Personal information
- Full name: Steven Leslie Hooker
- Nickname: Hooksy
- Nationality: Australian
- Born: 16 July 1982 (age 43) Melbourne, Australia
- Height: 187 cm (6 ft 1+1⁄2 in)
- Weight: 75 kg (165 lb)

Sport
- Sport: Athletics
- Event: Pole vault

Achievements and titles
- Olympic finals: 2004 Athens Olympics, 2008 Beijing Olympics and 2012 London Olympics

Medal record
Representing Australia
Olympic Games
| Gold medal – first place | 2008 Beijing | Pole vault |
World Championships
| Gold medal – first place | 2009 Berlin | Pole vault |
World Indoor Championships
| Gold medal – first place | 2010 Doha | Pole vault |
| Bronze medal – third place | 2008 Valencia | Pole vault |
Commonwealth Games
| Gold medal – first place | 2006 Melbourne | Pole vault |
| Gold medal – first place | 2010 Delhi | Pole vault |
World Cup
| Gold medal – first place | 2006 Athens | Pole vault |
Continental Cup
| Gold medal – first place | 2010 Split | Pole vault |
World Athletics Final
| Bronze medal – third place | 2007 Stuttgart | Pole vault |

= Steve Hooker =

Australian pole vaulter (born 1982)

Steven Leslie Hooker OAM (born 16 July 1982) is an Australian former pole vaulter and Olympic gold medalist. His personal best, achieved in 2008, is making him the sixth-highest pole vaulter in history.

Hooker was born in Melbourne, Victoria, and has a personal best of 10.79 s in 100 m as an amateur sprinter. He ran in the 2010 Stawell Gift.

==Career==
Hooker won gold at the 2008 Beijing Olympics with a vault of 5.96 metres, setting a new Olympic record, and making him the first Australian male track and field gold medallist in 40 years since Ralph Doubell won the 800 metres in Mexico City in 1968.

At the 2009 World Athletics Championships, in Berlin, Hooker won the gold medal despite a hamstring injury. On only his second jump, Hooker cleared 5.90 metres, after missing 5.85 metres on his first attempt.

At the 2010 IAAF World Indoor Championships, Hooker won the gold medal in the pole vault with a vault of 6.01 metres, a championship record.

At the 2010 Commonwealth Games, Hooker won the gold medal in the pole vault.

Hooker competed at the 2012 London Olympics and finished 14th after failing to vault a height in the final.

Hooker joined six-metre club for the first time on 27 January 2008 at an outdoor competition in Perth, Western Australia with a vault of 6.0m. On 7 February 2009, at the Boston Indoor Games he set an Australian indoor record with a vault of 6.06m. Both heights were the Australian record at the time of his retirement.

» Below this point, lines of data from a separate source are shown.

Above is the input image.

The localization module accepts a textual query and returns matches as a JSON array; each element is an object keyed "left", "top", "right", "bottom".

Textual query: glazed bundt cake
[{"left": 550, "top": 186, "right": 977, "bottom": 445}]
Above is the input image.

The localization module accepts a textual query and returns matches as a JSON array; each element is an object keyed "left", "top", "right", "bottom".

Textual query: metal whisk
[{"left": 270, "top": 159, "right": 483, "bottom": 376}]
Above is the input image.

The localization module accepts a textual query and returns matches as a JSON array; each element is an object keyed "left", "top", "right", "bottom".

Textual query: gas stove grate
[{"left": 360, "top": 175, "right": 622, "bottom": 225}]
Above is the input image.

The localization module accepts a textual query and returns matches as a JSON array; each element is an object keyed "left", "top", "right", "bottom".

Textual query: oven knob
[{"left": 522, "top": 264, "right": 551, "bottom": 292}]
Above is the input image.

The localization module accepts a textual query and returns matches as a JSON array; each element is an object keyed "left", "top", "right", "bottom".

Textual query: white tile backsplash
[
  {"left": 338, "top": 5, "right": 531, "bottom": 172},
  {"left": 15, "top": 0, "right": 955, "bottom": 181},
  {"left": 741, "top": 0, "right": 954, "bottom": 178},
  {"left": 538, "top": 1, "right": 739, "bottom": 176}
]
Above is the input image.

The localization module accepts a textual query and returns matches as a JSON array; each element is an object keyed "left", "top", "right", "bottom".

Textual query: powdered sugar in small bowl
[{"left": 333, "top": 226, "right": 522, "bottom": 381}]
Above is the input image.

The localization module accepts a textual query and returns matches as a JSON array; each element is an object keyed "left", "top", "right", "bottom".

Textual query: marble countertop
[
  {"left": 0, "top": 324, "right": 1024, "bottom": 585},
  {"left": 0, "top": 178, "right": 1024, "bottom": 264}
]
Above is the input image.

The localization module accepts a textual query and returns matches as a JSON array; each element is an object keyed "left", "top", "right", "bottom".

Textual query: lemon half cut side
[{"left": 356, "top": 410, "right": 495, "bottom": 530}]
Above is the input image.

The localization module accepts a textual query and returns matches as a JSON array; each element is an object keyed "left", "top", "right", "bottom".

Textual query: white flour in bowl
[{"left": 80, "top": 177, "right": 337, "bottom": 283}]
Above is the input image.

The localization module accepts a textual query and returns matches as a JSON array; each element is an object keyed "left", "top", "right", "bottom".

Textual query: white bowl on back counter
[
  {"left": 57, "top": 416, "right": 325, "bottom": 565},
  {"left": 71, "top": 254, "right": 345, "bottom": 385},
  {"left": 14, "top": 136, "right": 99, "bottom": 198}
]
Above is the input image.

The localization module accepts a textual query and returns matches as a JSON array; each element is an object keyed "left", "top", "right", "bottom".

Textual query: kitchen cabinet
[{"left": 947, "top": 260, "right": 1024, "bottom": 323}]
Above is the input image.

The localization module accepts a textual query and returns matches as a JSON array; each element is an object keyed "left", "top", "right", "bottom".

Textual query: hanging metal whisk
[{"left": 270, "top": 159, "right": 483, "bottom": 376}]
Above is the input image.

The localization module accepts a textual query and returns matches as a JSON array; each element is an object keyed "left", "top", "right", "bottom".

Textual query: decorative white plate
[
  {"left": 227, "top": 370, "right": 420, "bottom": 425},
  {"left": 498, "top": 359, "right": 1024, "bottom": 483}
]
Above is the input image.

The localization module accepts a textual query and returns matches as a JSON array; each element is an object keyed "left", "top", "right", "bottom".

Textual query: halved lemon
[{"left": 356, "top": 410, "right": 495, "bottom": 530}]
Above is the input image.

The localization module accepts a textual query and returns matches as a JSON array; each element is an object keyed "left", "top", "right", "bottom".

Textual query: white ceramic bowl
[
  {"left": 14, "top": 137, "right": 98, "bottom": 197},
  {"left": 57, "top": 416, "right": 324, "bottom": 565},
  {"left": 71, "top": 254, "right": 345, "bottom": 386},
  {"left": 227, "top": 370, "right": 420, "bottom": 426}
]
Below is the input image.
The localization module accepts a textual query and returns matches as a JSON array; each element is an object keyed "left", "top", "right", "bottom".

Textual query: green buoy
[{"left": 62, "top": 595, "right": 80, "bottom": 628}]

During his career he was coached by Mark Stewart and Alex Parnov.

He retired from athletics in April 2014, choosing to focus on his family. His wife Yekaterina Kostetskaya gave birth to their first son, Maxim, in 2013, and the couple have since had two more sons.

==Honours==
In the 2009 Australia Day Honours, Steve Hooker was awarded the Medal of the Order of Australia (OAM) "For service to sport as a Gold Medallist at the Beijing 2008 Olympic Games". In October 2017, Hooker was inducted into the Sport Australia Hall of Fame as an athlete member.

==Personal life==
Hooker attended Greythorn Primary School and Balwyn High School in Balwyn North, Victoria.

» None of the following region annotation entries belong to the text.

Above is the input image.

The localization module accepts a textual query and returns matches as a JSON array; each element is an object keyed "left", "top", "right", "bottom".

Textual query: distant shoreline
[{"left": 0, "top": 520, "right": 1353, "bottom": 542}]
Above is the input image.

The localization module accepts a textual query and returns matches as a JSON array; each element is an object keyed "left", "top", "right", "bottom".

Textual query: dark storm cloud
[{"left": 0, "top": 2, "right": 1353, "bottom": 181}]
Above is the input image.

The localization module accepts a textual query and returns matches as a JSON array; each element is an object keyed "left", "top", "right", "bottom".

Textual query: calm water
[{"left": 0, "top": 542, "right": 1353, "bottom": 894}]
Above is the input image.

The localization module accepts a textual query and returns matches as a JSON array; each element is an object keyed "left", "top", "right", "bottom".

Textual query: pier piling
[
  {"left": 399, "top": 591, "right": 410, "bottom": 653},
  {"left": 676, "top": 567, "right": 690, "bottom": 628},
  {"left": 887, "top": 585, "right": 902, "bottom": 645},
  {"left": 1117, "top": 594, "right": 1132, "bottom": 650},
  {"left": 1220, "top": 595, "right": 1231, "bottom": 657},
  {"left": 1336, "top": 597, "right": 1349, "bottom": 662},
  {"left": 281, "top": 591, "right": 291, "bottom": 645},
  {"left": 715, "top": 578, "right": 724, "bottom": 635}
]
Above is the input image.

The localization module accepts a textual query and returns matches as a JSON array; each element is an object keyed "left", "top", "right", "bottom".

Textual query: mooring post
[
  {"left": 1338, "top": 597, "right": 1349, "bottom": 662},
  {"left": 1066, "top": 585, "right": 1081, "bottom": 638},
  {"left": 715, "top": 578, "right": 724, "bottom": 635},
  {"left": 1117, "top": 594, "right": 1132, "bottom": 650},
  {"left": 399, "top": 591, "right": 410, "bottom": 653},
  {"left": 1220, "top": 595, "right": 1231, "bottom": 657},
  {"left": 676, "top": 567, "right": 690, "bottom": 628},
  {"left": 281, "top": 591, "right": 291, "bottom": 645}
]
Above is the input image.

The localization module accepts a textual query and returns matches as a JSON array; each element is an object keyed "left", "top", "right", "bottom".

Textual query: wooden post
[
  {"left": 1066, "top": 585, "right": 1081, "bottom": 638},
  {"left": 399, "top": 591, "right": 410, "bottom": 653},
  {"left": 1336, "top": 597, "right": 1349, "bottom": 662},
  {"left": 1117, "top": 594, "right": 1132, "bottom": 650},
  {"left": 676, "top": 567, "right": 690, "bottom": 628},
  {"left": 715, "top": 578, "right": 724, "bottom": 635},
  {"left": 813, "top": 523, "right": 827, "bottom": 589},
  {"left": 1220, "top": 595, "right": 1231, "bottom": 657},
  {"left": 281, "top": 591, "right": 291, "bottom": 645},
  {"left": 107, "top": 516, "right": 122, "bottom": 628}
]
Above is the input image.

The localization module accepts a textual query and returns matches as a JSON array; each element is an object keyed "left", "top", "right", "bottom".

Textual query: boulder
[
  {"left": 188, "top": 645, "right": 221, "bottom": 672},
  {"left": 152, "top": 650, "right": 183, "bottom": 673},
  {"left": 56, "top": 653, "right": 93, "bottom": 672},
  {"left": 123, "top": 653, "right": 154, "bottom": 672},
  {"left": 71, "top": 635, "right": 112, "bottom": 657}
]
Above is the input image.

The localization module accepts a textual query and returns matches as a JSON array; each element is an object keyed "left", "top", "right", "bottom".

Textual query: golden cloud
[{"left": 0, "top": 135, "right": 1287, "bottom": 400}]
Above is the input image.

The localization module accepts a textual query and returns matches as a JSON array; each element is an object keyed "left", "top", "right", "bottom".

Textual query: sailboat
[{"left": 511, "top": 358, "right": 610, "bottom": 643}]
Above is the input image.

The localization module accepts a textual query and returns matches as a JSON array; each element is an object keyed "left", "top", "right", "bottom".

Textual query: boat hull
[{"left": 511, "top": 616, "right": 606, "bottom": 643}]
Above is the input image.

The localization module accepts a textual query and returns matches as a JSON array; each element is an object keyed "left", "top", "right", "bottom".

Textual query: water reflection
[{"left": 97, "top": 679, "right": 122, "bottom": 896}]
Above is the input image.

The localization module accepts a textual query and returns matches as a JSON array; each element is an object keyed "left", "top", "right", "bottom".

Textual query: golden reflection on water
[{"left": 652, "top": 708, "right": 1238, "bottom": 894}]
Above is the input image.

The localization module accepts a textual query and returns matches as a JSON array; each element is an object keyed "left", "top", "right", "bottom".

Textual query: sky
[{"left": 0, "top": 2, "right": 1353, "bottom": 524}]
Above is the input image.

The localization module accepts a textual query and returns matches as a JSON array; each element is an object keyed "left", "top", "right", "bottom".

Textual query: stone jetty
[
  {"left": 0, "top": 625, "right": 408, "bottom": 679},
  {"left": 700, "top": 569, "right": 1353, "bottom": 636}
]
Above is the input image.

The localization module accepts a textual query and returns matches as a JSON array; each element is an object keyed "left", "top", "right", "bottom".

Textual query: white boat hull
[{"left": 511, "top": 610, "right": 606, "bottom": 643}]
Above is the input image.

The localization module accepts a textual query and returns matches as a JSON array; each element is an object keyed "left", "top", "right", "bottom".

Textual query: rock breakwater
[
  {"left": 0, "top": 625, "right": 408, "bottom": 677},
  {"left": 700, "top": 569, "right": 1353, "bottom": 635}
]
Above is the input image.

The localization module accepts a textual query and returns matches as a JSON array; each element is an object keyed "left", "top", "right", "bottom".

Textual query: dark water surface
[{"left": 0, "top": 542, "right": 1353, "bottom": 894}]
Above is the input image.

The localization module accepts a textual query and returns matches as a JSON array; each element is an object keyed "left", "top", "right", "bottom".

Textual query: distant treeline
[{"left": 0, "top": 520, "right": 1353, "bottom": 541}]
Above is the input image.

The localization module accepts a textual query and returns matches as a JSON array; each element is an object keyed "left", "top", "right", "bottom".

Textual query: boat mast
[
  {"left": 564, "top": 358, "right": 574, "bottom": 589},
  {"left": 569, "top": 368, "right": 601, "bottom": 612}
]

His mother Erica Hooker was a 1972 Olympian and a 1978 Commonwealth Games long jump silver medalist. She also won nine national titles. His father Bill represented Australia in the 800 m and 4 x 400 m at the 1974 Commonwealth Games and won four national crowns.

He began his career with the Box Hill Athletic Club. His career started slowly, and he only went professional in 2006. He relocated to Perth, living on a very modest Australian Sports Commission allowance.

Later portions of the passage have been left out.